Initial VQE Energy: -0.25377999999999995 Hartree
Epoch 1: -0.31525 Hartree
Epoch 2: -0.49435 Hartree
Epoch 3: -0.8487359999999999 Hartree
Epoch 4: -1.39567 Hartree
Epoch 5: -1.781944 Hartree
Epoch 6: -1.830828 Hartree
Epoch 7: -1.8257819999999998 Hartree
Epoch 8: -1.867826 Hartree
Epoch 9: -1.797658 Hartree
Epoch 10: -1.8597299999999999 Hartree
Epoch 11: -1.844166 Hartree
Epoch 12: -1.830012 Hartree
Epoch 13: -1.845392 Hartree
Epoch 14: -1.8336560000000004 Hartree
Epoch 15: -1.866408 Hartree
Epoch 16: -1.8651860000000005 Hartree
Epoch 17: -1.8231420000000003 Hartree
Epoch 18: -1.849626 Hartree
Epoch 19: -1.86419 Hartree
Epoch 20: -1.84699 Hartree
Final VQE Energy: -1.84699 Hartree
Time: 6.716254711151123

Environment Information

The following versions of software and libraries are used in this tutorial:

import platform
import subprocess
from importlib.metadata import version

print(f"Python version used in this tutorial: {platform.python_version()}")
print(f"Execution environment: {platform.system()} {platform.release()}\n")


isqc_version = subprocess.check_output(
    ["isqc", "-V"], stderr=subprocess.STDOUT, text=True
).strip()
print(f"isqc version: {isqc_version}")

isqtools_version = version("isqtools")
print(f"isqtools version: {isqtools_version}")

numpy_version = version("numpy")
print(f"NumPy version: {isqtools_version}")

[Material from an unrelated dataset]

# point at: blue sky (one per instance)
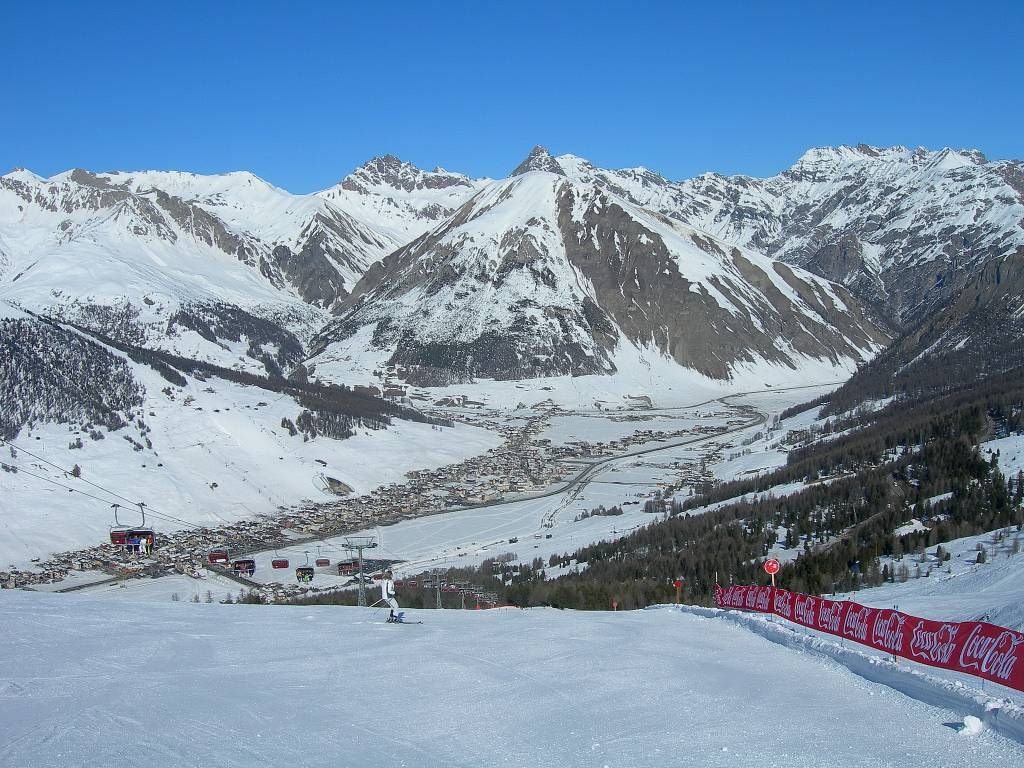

Python version used in this tutorial: 3.13.5
Execution environment: Linux 6.12.41

isqc version: isQ Compiler 0.2.5
isqtools version: 1.3.0
NumPy version: 1.3.0

Reference

1. 10. Tilly, H. Chen, S. Cao, et al. “The variational quantum eigensolver: a review of methods and best practices.” Physics Reports, 2022, 986: 1-128.

2. 16. O’Malley et al. “Scalable Quantum Simulation of Molecular Energies.” Physics Review X, 6, 031007, 2016.